Question

How do you find an example of a fourth degree of polynomial equation that has no real zeros?

Answer 1

Hint: In the above question we are asked to find a fourth-degree polynomial which has no real roots. This means the roots are imaginary. In order to find the polynomial, pick any conjugate pair of imaginary numbers. Then by simply multiplying them we will get the required fourth degree of polynomial equation.

Complete step by step answer:
Now here we have to find biquadratic polynomials by assuming two imaginary roots with their conjugates as it has no real roots therefore, the roots of the biquadratic polynomial will be imaginary.
We will randomly take any complex numbers with their conjugates as imaginary roots always occur in pairs.
Therefore, to find an example of a fourth degree polynomial equation that has no real zeros or only has imaginary roots, we will assume \[1\pm i\] and \[2\pm i\] as the roots.
So, the polynomial will be,
\[\begin{align}
  & f(x)=(x-(1+i))(x-(1-i))(x-(2+i))(x-(1-i)) \\
 & \Rightarrow f(x)=((x-1)-i)((x-1)+i)((x-1)-i)((x-2)+i) \\
 & \Rightarrow f(x)=({{(x-1)}^{2}}-{{i}^{2}})({{(x-2)}^{2}}-{{i}^{2}}) \\
 & \Rightarrow f(x)=({{(x-1)}^{2}}+1)({{(x-2)}^{2}}+1) \\
 & \Rightarrow f(x)=({{x}^{2}}-2x+2)({{x}^{2}}-4x+5) \\
 & \therefore f(x)=({{x}^{4}}-6{{x}^{3}}+15{{x}^{2}}-18x+10) \\
\end{align}\]
After simplifying we get \[f(x)=({{x}^{4}}-6{{x}^{3}}+15{{x}^{2}}-18x+10)\] .
Therefore, an example of a fourth degree of polynomial equation that has no real zeros is \[{{x}^{4}}-6{{x}^{3}}+15{{x}^{2}}-18x+10\] .

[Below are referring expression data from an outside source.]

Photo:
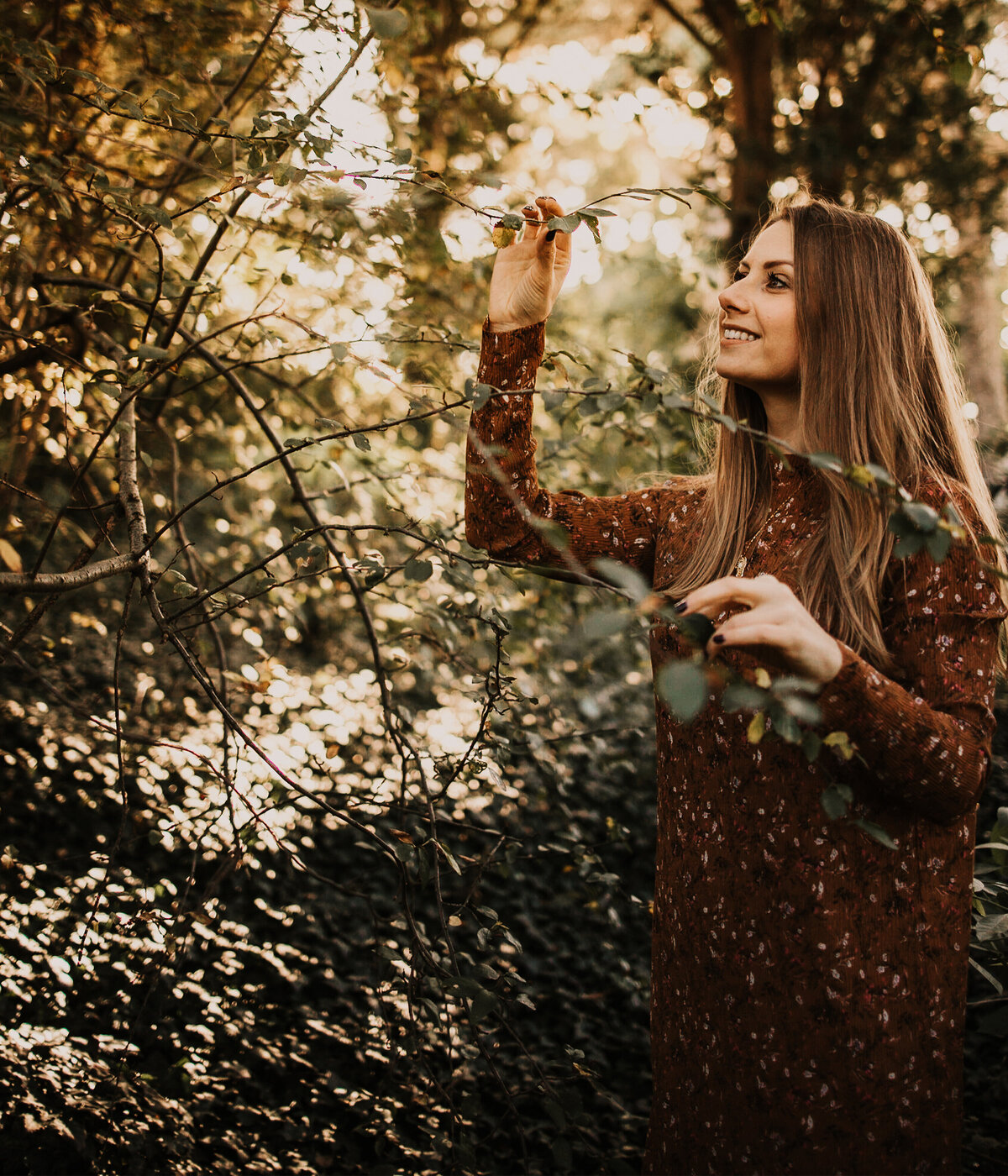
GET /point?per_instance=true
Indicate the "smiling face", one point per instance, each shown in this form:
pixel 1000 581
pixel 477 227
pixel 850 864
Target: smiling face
pixel 758 320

Note: The other method to solve the question is that we can start with any quadratic equation which has a positive leading coefficient or the discriminant value of that quadratic equation is less than zero and then constantly increasing the constant term till the value where it no longer intersects the x-axis. While solving the above equation keep in mind to take the imaginary roots in conjugate pairs.